Applying patches

If you are a Skia committer and have been asked to commit an externally-submitted patch, this is how to do it. (This technique is useful in other situations too, like if you just want to try out somebody else's patch locally.)

Notes:

  • For the examples below, we will assume that this is the change you want to patch into your local checkout: https://codereview.appspot.com/6201055/
  • These instructions should work on Mac or Linux; Windows is trickier, because there is no standard Windows “patch” tool.

See also [Contributing Code for The Chromium Projects] (http://dev.chromium.org/developers/contributing-code#TOC-Instructions-for-Reviewer:-Checking-in-the-patch-for-a-non-committer).
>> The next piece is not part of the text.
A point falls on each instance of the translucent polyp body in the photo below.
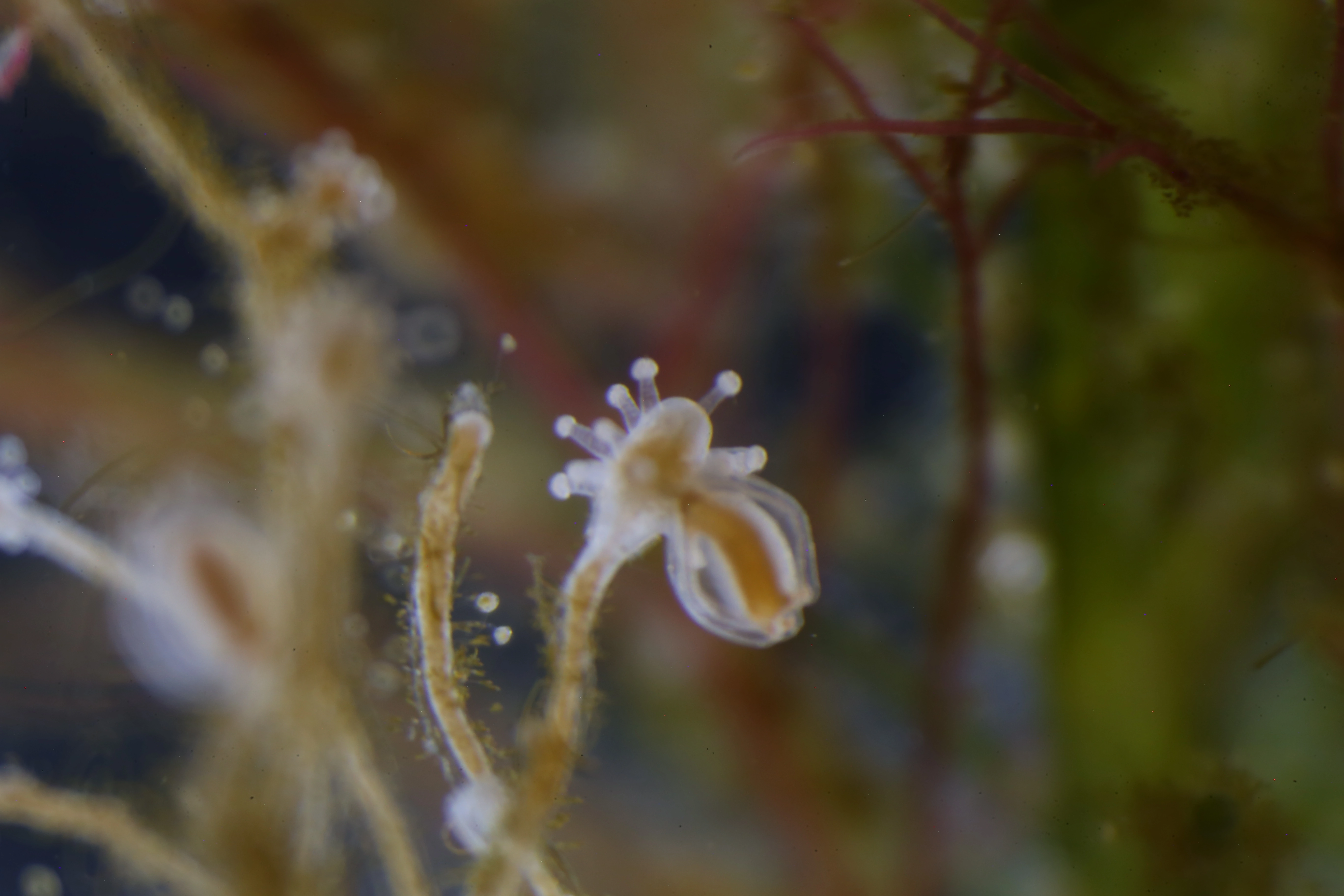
(738, 550)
If you use git cl, then you should be able to use the shortcut:

git cl patch 6201055 

If you use gcl, or the above doesn't work, the following should always work.

  1. Prepare your local workspace to accept the patch.

    • cd into the root directory (usually trunk/) of the workspace where you want to apply the patch.
    • Make sure that the workspace is up-to-date and clean (or “updated and clean enough” for your purposes). If the codereview patch was against an old revision of the repo, you may need to sync your local workspace to that same revision.
  2. Download the raw patch set.

    • Open the codereview web page and look for the “Download raw patch set” link near the upper right-hand corner. Right-click on that link and copy it to the clipboard. (In my case, the link is https://codereview.appspot.com/download/issue6201055_1.diff )
    • If you are on Linux or Mac and have “curl” or “wget” installed, you can download the patch from the command line:
    curl https://codereview.appspot.com/download/issue6201055_1.diff
    --output patch.txt
    # or...
    wget https://codereview.appspot.com/download/issue6201055_1.diff
    --output-document=patch.txt 
    
    • Otherwise, figure out some other way to download this file and save it as patch.txt
  3. Apply this patch to your local checkout.

    • You should still be in the root directory of the workspace where you want to apply the patch.
    patch -p1 <patch.txt 
    
    • Then you can run diff and visually check the local changes.
  4. Complications: If the patch fails to apply, the following may be happening:

    • Wrong revision. Maybe your local workspace is not up to date? Or maybe the patch was made against an old revision of the repository, and cannot be applied to the latest revision? (In that case, revert any changes and sync your workspace to an older revision, then re-apply the patch.)